To the Bangladeshi workers abroad, sound can be intimidating.

However, much as one tries to express, one cannot sing enough to exalt the glory of silence. But in recent times nothing surpasses in the effort of giving silence an ovation than a film I have seen recently and which has won a number of Oscars, called 'The Artist'. This is an extraordinary film made on the period of silent era of the industry. Described by a critic as "Valentine to the glory of silent cinema", it stands out as the most eloquent example of artistic enunciation. The story speaks of a swash buckling protagonist George Valentin caught off guard by the arrival of the talkies. But by the end of the film it seems as if sound is superfluous and the effervescence of silence reigns supreme in matters of expressing one's thoughts. As I walk back from the movie theatre, the argument of Huxley that amongst 'sounds' music is most expressive and if that fails we should fall back on silence seemed very pertinent.
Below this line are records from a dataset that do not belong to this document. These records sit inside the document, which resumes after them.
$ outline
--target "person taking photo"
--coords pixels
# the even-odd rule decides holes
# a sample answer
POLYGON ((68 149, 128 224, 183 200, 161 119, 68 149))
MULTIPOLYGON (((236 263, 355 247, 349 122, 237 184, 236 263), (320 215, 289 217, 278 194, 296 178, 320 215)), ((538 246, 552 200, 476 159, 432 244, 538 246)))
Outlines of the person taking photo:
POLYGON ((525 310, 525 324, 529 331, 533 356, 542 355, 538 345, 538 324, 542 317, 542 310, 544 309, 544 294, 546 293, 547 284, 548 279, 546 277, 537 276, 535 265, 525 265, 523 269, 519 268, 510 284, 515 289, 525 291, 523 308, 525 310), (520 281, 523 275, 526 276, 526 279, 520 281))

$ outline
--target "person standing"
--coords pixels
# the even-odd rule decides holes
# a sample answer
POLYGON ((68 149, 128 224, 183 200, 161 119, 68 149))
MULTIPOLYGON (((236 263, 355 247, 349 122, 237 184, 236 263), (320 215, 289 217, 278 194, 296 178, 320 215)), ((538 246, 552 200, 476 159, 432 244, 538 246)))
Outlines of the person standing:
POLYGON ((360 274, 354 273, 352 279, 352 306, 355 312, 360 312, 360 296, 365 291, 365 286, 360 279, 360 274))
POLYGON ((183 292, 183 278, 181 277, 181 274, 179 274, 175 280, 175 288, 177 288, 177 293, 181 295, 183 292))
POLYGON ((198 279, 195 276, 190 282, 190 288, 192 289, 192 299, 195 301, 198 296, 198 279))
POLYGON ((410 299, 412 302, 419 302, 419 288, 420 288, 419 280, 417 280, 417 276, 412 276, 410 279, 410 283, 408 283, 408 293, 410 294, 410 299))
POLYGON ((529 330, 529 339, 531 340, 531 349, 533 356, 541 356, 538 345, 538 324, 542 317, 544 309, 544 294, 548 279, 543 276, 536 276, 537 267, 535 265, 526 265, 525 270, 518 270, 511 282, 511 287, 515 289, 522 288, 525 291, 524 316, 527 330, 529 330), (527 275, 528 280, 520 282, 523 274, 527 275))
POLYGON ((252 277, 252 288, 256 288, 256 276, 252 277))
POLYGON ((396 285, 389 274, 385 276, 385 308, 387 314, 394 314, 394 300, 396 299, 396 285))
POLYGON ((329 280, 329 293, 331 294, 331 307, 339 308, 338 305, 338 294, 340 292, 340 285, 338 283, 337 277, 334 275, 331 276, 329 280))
But what if we were tone deaf as most of us are and had to settle for other kind of sounds? I thought that then we should, perhaps, opt for more organised sounds. Not sudden brakes and banging sounds of gratuitous accidents but sounds that make sense. This, I thought, should not only apply to incidental sounds. They are more applicable given our present day politics and human utterances. We should indeed implore with all those who matter for more organised utterances and not 'brakes' and 'bangs'. We don't want to be doomed yet.

I return home, a soul possessed by the pervasiveness of silence over disorganised sound.